Abbreviations not otherwise explained:

  • BFTs: bone function tests.

  • FBC: full blood count.

  • LFTs: liver function tests.

  • U&E, urea and electrolytes.

7.4.3. crate_nlp_multiprocess

This program runs multiple copies of crate_nlp in parallel.

Options:

usage: crate_nlp_multiprocess [-h] --nlpdef NLPDEF [--nproc [NPROC]]
                              [--verbose]

Runs the CRATE NLP manager in parallel. Version 0.19.4 (2022-05-24). Note that
all arguments not specified here are passed to the underlying script (see
crate_nlp --help).

optional arguments:
  -h, --help            show this help message and exit
  --nlpdef NLPDEF       NLP processing name, from the config file
  --nproc [NPROC], -n [NPROC]
                        Number of processes (default is the number of CPUs on
                        this machine)
  --verbose, -v         Be verbose

7.4.4. Limiting the network bandwidth used by cloud NLP

Cloud-based NLP may involve sending large quantities of text (de-identified and encrypted en route) to a distant server. If you have limited network bandwidth, you may want to cap the bandwidth used by CRATE (at the price of speed).

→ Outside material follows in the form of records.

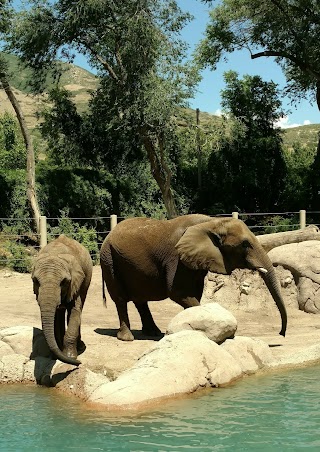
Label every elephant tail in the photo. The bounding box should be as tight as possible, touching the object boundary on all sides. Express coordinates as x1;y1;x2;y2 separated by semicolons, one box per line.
102;273;107;307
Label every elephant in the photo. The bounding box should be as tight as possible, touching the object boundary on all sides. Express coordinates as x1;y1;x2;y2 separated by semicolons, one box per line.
31;234;92;366
100;214;287;341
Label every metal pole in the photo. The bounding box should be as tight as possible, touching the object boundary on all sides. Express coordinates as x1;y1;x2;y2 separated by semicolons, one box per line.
299;210;306;229
110;215;118;231
39;215;48;249
196;108;202;190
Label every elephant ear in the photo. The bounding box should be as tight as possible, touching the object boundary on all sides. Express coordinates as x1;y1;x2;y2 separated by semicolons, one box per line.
175;221;228;274
59;254;85;300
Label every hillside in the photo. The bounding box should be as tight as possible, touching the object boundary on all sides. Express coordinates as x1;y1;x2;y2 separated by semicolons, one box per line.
0;55;98;129
0;55;320;148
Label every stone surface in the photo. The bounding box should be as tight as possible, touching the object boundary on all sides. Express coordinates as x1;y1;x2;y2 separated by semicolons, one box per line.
0;259;320;409
201;267;299;316
269;240;320;314
0;326;50;357
221;336;274;375
167;303;237;344
89;331;241;407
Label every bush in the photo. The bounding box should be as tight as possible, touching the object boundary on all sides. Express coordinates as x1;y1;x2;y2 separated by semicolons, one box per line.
48;212;99;264
0;240;35;273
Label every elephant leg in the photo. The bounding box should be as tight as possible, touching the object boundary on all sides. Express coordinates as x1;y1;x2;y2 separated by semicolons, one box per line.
172;297;200;309
63;298;85;358
54;308;66;350
116;300;134;341
135;303;162;337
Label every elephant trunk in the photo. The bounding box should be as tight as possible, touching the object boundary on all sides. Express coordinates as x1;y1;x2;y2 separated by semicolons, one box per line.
261;261;287;336
41;306;81;366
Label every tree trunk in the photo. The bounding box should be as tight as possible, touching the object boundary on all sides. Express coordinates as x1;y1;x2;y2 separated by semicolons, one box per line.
142;129;178;219
257;225;320;252
0;71;40;233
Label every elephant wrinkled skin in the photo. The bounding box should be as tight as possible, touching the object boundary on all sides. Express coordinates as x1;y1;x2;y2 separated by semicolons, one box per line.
100;214;287;341
32;235;92;365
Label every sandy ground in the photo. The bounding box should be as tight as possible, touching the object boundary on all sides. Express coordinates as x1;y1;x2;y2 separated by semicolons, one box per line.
0;266;320;378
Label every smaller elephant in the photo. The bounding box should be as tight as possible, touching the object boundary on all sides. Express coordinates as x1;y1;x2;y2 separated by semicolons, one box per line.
32;234;92;366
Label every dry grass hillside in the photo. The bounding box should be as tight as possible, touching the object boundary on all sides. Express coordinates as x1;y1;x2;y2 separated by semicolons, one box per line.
0;55;320;148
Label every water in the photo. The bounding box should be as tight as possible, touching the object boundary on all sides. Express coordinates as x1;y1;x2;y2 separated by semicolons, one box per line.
0;366;320;452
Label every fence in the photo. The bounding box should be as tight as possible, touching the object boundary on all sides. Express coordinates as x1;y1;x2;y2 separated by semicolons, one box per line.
0;210;320;267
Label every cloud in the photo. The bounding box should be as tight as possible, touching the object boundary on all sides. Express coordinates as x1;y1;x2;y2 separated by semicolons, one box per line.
275;116;311;129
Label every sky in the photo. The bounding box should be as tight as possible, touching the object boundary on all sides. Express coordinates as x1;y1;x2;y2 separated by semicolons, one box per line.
13;0;320;128
178;0;320;128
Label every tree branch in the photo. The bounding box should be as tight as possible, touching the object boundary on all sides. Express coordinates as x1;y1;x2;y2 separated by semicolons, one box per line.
251;50;320;81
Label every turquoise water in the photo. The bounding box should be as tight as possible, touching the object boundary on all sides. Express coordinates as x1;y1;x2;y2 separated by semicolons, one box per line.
0;366;320;452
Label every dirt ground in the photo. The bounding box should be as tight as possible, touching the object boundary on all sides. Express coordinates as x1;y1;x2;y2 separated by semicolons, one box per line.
0;266;320;378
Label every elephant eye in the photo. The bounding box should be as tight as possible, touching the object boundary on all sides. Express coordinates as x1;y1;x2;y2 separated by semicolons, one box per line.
60;278;70;287
241;240;251;249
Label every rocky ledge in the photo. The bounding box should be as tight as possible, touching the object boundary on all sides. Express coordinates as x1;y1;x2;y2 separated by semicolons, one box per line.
0;303;320;410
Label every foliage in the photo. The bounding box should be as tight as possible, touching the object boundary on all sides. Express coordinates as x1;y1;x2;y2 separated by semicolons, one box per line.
199;0;320;107
11;0;199;219
0;113;27;170
0;169;30;225
0;236;33;273
259;215;300;234
281;143;318;211
48;211;99;264
203;72;286;213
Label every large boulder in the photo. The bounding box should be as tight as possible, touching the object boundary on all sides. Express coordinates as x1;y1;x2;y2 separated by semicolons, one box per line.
269;240;320;314
167;303;237;344
201;267;298;317
89;331;242;408
0;326;50;358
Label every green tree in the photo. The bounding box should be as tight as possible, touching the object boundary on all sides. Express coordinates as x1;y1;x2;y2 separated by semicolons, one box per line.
0;0;40;232
199;0;320;109
202;71;286;212
0;113;27;170
11;0;198;217
281;143;319;211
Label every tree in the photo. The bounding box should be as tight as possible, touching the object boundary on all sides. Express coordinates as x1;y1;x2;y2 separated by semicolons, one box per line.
11;0;198;217
0;0;40;232
199;0;320;110
202;71;286;212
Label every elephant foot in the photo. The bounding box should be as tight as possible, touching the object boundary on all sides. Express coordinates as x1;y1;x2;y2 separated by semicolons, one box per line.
117;327;134;341
77;339;87;355
62;346;78;359
142;325;163;337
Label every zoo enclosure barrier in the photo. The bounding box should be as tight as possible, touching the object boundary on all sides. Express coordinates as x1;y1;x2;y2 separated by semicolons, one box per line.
0;210;320;267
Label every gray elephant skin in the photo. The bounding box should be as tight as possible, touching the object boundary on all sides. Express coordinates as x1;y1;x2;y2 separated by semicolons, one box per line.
100;214;287;341
32;235;92;365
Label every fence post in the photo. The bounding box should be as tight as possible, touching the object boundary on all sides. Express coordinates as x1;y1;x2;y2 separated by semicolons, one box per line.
39;215;48;248
299;210;306;229
110;215;118;231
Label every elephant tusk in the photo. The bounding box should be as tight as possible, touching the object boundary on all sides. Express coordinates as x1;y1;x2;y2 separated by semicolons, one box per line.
258;267;268;274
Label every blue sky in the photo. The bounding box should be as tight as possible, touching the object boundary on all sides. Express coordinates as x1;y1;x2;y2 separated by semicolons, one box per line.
178;0;320;127
13;0;320;127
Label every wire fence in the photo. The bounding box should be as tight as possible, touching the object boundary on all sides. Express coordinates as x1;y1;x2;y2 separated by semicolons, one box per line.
0;210;320;271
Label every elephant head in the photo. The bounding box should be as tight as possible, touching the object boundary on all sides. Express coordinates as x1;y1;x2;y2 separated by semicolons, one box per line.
176;218;287;336
32;253;85;365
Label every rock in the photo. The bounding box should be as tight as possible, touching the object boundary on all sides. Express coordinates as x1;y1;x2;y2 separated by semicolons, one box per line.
0;326;50;358
0;341;14;359
221;336;274;375
0;354;29;383
89;330;242;408
269;240;320;314
201;264;298;317
167;303;237;344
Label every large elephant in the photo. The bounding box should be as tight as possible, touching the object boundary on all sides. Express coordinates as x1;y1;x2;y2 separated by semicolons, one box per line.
100;214;287;341
32;235;92;365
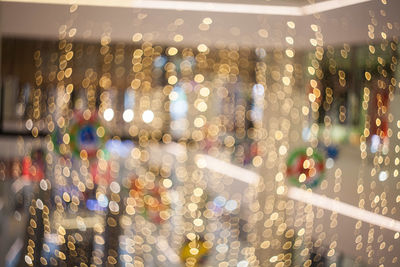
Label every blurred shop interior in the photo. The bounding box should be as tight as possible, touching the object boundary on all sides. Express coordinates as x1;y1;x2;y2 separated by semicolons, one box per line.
0;0;400;267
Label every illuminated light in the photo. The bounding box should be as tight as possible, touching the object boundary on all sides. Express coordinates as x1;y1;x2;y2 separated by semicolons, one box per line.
132;32;143;42
196;154;259;184
200;87;210;97
287;187;400;232
122;109;135;122
156;239;180;264
39;179;48;191
103;108;114;121
225;199;238;211
197;44;208;53
36;199;43;210
371;134;381;153
286;21;296;29
203;17;212;25
142;109;154;123
97;194;108;208
325;158;335;169
110;181;121;194
25;255;32;265
168;47;178;56
193;187;203;197
216;244;228;253
279;145;287;156
58;216;104;229
213;196;226;208
8;0;371;15
25;119;33;131
379;171;388;182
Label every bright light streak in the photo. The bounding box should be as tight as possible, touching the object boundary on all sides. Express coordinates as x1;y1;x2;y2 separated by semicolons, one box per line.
162;143;400;232
196;154;259;184
103;108;114;121
142;109;154;123
0;0;371;16
59;216;104;229
122;109;135;122
288;187;400;232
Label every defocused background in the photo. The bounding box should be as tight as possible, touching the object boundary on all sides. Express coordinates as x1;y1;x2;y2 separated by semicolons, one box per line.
0;0;400;267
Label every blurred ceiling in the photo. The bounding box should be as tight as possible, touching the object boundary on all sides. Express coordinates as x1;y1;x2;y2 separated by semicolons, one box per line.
0;0;400;49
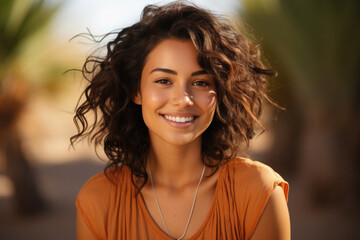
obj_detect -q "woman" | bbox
[72,2,290,239]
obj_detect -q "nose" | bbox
[171,86,194,106]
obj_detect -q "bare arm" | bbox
[251,186,291,240]
[76,212,96,240]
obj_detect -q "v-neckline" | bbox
[137,164,226,240]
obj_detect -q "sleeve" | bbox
[235,159,289,239]
[75,173,111,240]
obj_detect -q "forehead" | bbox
[143,39,202,73]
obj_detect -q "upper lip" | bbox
[160,112,197,117]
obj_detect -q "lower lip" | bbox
[161,115,197,128]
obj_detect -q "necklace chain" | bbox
[148,162,205,240]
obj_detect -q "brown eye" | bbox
[193,81,210,87]
[155,79,171,85]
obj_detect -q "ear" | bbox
[133,92,142,105]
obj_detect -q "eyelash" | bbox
[155,78,171,85]
[194,81,210,87]
[155,78,210,87]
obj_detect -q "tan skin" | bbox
[77,39,290,240]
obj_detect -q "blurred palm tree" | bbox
[0,0,59,214]
[242,0,360,205]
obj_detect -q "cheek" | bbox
[142,86,168,110]
[194,90,216,111]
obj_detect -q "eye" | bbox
[193,80,210,87]
[155,78,171,85]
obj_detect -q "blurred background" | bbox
[0,0,360,240]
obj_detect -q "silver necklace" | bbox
[148,162,205,240]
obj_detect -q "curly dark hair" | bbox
[71,1,274,189]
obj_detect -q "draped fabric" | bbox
[76,158,289,240]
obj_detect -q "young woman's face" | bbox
[134,39,216,145]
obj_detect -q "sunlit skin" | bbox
[135,39,216,145]
[77,39,290,240]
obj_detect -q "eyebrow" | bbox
[150,68,208,77]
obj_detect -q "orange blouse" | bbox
[76,158,289,240]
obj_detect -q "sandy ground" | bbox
[0,157,360,240]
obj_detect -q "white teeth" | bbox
[164,115,195,123]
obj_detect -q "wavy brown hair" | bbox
[71,2,274,188]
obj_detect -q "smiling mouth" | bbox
[163,115,197,123]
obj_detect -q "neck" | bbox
[148,139,204,188]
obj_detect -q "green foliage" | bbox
[0,0,59,81]
[242,0,360,107]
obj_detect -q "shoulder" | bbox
[75,167,128,239]
[224,158,289,239]
[76,172,113,217]
[225,157,289,199]
[77,172,112,200]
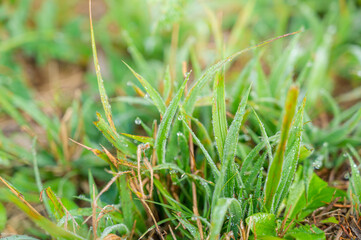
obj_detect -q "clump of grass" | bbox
[0,0,361,239]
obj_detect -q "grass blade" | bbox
[264,86,299,209]
[123,61,166,116]
[252,109,273,163]
[184,31,301,115]
[271,96,306,214]
[212,87,251,209]
[94,113,137,156]
[183,111,219,179]
[0,177,84,240]
[155,73,190,163]
[212,73,228,159]
[209,198,242,240]
[89,1,115,131]
[347,154,361,204]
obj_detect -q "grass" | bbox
[0,1,361,239]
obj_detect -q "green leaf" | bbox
[94,113,137,156]
[45,187,65,221]
[176,216,201,240]
[182,111,219,179]
[89,7,115,132]
[252,109,273,163]
[347,154,361,204]
[246,213,277,238]
[265,86,299,209]
[285,169,346,220]
[184,31,301,115]
[320,217,339,224]
[155,73,190,163]
[271,99,306,213]
[0,178,84,240]
[212,73,228,159]
[100,223,129,239]
[120,133,154,146]
[285,225,326,240]
[209,198,241,240]
[123,61,166,115]
[212,87,251,209]
[0,202,7,231]
[1,235,39,240]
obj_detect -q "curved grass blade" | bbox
[89,1,115,131]
[347,154,361,204]
[155,72,190,163]
[240,142,264,180]
[271,99,306,214]
[212,73,228,159]
[94,113,137,156]
[120,133,154,146]
[184,30,301,115]
[212,87,251,209]
[264,86,299,209]
[0,177,84,240]
[100,223,129,239]
[182,113,219,179]
[123,61,166,116]
[209,198,242,240]
[252,108,273,163]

Under Linux, use trickle. Here’s how:

# Install with e.g. "sudo apt install trickle", then see "man trickle".
# Source code is at https://github.com/mariusae/trickle.
# Example with limits of 500 KB/s download, 200 KB/s upload:
trickle -s -d 500 -u 200 crate_nlp <OPTIONS>

Under Windows, use NetLimiter. The rationale is as follows.

Under Windows, the choice is less obvious. A commercial opton is NetLimiter, but there is no direct equivalent of trickle. Python options require quite a bit of network code redesign; e.g.

but with the exception of rewriting network code to use Twisted rather than requests, none of these open-source methods address the general-purposes bandwidth limitation challenge addressed by trickle. The best option might be txrequests or treq plus bandwidth limitation via Twisted through its ThrottlingFactory, but this doesn’t look entirely simple (see links above). Even with that, it’d be hard to coordinate bandwidth limits across multiple processes.

Therefore, in favour of NetLimiter:

  • it’s cheap (~$30/licence in 2019);

  • it provides a per-host unlimited-duration licence;

  • if you’re using Windows you’re already in the domain of commercial software;

  • the cloud NLP facility of CRATE is the sort of thing you’re likely to run on one big computer rather than lots of computers (so one licence should suffice);

  • its filters are very flexible (including time-of-day restrictions and the ability to group applications);

  • the alternatives would involve substantial development effort for lesser benefit;

… so NetLimiter seems like the most cost-effective option.